Moms band together to get teen new bike

A group of moms have shown a Burnaby teen there are still good people in the world. Early Monday morning, 12-year-old Keira Fix’s bike was stolen. Someone had cut the lock and taken it right from the family’s front door.
keira Fix
COMING TOGETHER: From left, Jesse Blackmore, Keira Fix, Leah MacIntyre and Paisley MacIntyre. Fix received a new bike on Tuesday, bought from funds raised by complete strangers on Facebook.

A group of moms have shown a Burnaby teen there are still good people in the world.

Early Monday morning, 12-year-old Keira Fix’s bike was stolen. Someone had cut the lock and taken it right from the family’s front door.

The bike, which she bought in February, was special. It took her five months to save money from her paper route for the $200-wheels.

“(She delivered) the paper in the rain, the cold, the heat, everything,” says her mother, Lana Pelletier. “It broke her heart.”

Pelletier told her neighbour Jesse Blackmore that morning.  Frustrated that someone would do such a thing, Blackmore posted about what happened in a mom’s Facebook group of 4,000 members later that night, around 8:30 p.m.

“I went home and couldn’t stop thinking about it,” she told the NOW, adding her post was more of a rant than anything.

Before she knew it, people were asking how they could help and where could they donate. By midnight, enough money was raised to buy Fix a new bike – the exact model she had before – and a new heavy-duty lock.

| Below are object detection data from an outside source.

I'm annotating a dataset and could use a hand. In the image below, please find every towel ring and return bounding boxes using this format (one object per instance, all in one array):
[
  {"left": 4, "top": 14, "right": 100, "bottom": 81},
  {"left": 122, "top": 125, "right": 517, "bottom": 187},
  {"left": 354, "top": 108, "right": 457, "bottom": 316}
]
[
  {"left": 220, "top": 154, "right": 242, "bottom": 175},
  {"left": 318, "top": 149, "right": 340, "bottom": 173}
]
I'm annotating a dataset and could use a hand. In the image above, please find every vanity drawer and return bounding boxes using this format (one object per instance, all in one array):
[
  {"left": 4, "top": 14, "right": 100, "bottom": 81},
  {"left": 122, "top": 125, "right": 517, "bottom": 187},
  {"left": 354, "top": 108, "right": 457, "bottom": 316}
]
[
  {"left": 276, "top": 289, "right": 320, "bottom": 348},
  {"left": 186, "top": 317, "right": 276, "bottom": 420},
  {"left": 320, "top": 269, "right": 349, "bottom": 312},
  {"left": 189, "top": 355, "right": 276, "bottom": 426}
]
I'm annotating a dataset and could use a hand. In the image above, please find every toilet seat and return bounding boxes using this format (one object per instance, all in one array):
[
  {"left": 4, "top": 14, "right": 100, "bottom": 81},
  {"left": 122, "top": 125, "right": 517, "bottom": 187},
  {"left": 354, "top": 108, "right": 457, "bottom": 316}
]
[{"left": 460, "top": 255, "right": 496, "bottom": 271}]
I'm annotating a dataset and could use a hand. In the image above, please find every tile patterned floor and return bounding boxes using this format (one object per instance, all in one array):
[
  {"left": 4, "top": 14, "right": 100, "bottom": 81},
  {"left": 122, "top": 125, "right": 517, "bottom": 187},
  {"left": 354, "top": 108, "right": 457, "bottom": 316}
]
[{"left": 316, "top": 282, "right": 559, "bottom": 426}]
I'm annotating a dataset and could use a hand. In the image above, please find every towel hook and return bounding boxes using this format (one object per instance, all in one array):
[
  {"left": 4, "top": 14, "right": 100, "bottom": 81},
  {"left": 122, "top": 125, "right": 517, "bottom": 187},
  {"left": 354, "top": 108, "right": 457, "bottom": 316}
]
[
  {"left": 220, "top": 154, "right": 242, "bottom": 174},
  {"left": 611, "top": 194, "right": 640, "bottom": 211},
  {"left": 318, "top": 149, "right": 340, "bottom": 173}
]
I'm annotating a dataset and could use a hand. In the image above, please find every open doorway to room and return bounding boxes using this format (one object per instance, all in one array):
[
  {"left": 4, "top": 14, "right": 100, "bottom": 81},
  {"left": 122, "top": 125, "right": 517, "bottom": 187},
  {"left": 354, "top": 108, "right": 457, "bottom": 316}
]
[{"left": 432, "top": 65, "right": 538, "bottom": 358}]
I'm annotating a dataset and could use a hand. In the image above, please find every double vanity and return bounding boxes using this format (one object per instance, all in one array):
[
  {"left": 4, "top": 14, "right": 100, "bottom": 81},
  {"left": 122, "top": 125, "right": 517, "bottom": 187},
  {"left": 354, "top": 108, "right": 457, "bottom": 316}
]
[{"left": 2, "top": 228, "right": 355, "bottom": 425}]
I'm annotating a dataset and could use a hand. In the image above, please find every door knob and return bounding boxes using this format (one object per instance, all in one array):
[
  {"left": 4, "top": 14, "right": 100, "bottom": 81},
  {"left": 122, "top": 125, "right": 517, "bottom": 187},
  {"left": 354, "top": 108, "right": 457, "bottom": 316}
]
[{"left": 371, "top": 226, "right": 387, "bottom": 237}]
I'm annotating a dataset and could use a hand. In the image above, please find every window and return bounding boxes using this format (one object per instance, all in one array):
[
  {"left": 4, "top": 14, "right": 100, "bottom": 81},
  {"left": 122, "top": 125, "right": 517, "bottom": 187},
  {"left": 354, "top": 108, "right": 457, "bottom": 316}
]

“We were all bawling. It was crazy,” said Blackmore.

One of the moms who donated to the cause was Leah MacIntyre, who collected all the donations, went to Canadian Tire to pick up the bike and delivered it to Fix Tuesday evening.

“It was so heartwarming. I was telling people at work, I said, ‘I can’t believe this,’” she said of the online donations. “These are the same women who post they’re short on money for groceries this month or are short on money for formula. These same women pitched in what they could to help some stranger get her new bike and be happy again.”

Fighting back tears, MacIntyre said as a mother to two young children, she wanted to set an example for her kids and show them there are kind people in the world. She even brought her four-year-old daughter Paisley along with her when she gave Fix her new ride.

As for the Burnaby teen, she said she was “very happy” about the gift.

“Thank you – there are really no other words,” she said.

Fix’s mom was also “shocked” at the generosity of strangers and how fast people reacted to her daughter’s story.

“I couldn’t believe it. I don’t even know these people,” Pelletier said. “I guess everybody can relate to losing something they’ve earned.”